UPDATE May 5th: GreenArrow contacted me after seeing this post, reviewed my installation, and found a mis-configuration that appears to have been responsible for the poor deliverabily to Yahoo inboxes. A new test achieved Yahoo deliverability. In fairness to them and also to determine which solution I'll ultimately keep, I'm going to continue mailing via GreenArrow side-by-side vs. PowerMTA to determine who the winner is.
11+ years into owning and operating NeverColdCall.com and one thing has become abundantly clear: Email is the very lifeblood of my business! Even a slight lift in email deliverability equates to tens of thousands of dollars per month in added income directly into my pocket, so keeping a close eye on my email performance and diligently working to continually increase it is something I do personally, that probably takes up more of my time than anything else in my business - including writing the daily email copy that goes out to my subscribers - and that I'm not willing to outsource to anyone who is not highly trusted and/or strongly recommended from a trusted colleague.
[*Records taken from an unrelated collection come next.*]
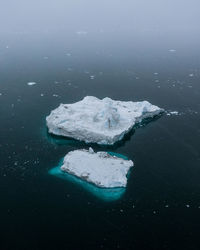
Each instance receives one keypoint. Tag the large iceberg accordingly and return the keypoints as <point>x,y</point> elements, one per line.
<point>99,121</point>
<point>101,168</point>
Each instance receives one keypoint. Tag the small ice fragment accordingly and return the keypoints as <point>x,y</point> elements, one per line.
<point>174,112</point>
<point>81,32</point>
<point>91,151</point>
<point>172,50</point>
<point>31,83</point>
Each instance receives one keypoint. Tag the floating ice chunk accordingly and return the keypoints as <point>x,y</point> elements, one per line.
<point>172,50</point>
<point>98,121</point>
<point>101,168</point>
<point>81,32</point>
<point>106,194</point>
<point>173,113</point>
<point>31,83</point>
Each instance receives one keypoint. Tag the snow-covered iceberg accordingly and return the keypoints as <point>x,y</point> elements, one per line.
<point>99,121</point>
<point>106,194</point>
<point>101,169</point>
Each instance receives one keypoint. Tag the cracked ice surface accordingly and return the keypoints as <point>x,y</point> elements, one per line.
<point>99,121</point>
<point>99,168</point>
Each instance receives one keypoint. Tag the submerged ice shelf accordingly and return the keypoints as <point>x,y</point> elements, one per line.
<point>103,121</point>
<point>77,165</point>
<point>101,168</point>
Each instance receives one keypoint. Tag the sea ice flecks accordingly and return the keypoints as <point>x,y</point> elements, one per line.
<point>98,121</point>
<point>101,168</point>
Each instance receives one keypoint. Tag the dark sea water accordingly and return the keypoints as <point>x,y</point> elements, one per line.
<point>122,58</point>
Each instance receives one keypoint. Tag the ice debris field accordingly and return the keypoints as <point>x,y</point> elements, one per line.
<point>103,121</point>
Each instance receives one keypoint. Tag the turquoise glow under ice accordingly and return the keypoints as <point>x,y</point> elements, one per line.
<point>106,194</point>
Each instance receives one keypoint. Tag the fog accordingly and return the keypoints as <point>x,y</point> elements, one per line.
<point>22,16</point>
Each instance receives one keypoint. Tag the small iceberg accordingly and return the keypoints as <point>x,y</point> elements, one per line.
<point>31,83</point>
<point>99,121</point>
<point>104,174</point>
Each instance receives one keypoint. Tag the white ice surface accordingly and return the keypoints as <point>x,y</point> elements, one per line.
<point>98,121</point>
<point>31,83</point>
<point>99,168</point>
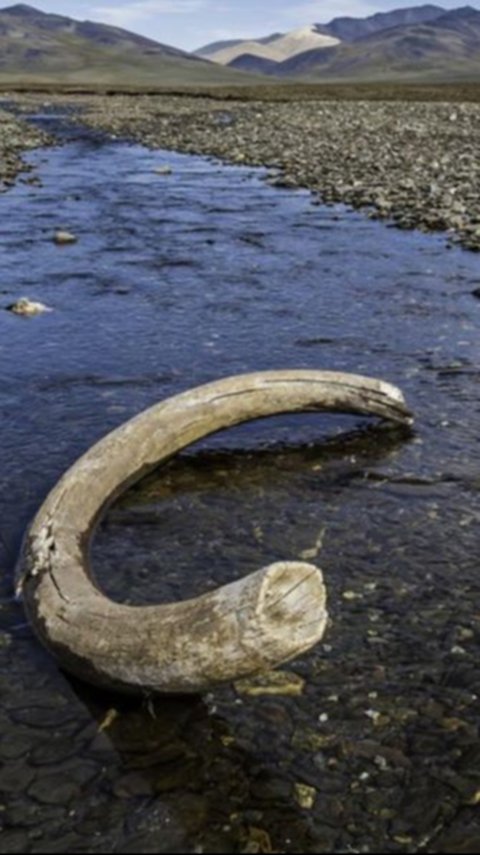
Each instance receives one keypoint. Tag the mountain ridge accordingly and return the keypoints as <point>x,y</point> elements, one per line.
<point>424,42</point>
<point>37,46</point>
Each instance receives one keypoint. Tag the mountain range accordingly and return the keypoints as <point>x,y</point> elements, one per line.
<point>422,42</point>
<point>45,48</point>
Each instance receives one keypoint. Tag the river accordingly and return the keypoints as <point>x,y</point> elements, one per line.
<point>176,280</point>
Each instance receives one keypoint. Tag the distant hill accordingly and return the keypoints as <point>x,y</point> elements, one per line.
<point>351,29</point>
<point>419,43</point>
<point>445,48</point>
<point>277,47</point>
<point>39,47</point>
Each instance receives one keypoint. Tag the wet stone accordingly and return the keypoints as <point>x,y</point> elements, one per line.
<point>16,779</point>
<point>44,718</point>
<point>274,683</point>
<point>13,841</point>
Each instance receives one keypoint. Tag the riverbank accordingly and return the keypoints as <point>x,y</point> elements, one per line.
<point>413,164</point>
<point>16,137</point>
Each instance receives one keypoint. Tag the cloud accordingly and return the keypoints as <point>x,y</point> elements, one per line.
<point>141,10</point>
And as my list grows, now to well over 250,000 subscribers, getting emails delivered continues to get more challenging as well as more profitable. The economies of scale are at work here. A 1% improvement means 2,500 more people reading a promo email, which will easily add several thousand dollars to just one business day.
Up until 2009, when my list was still well under the 100,000 mark, my setup was simple: I sent mail directly from my web server via Exim. It was very slow, but 30,000 emails/hour isn't bad when your list is that small, and performance was superb: 100% deliverability according to ReturnPath. Of course, there is probably no such thing as 100% deliverability, and all stats are relative, but that's still a damn nice number to see. (I still have that screenshot saved somewhere!)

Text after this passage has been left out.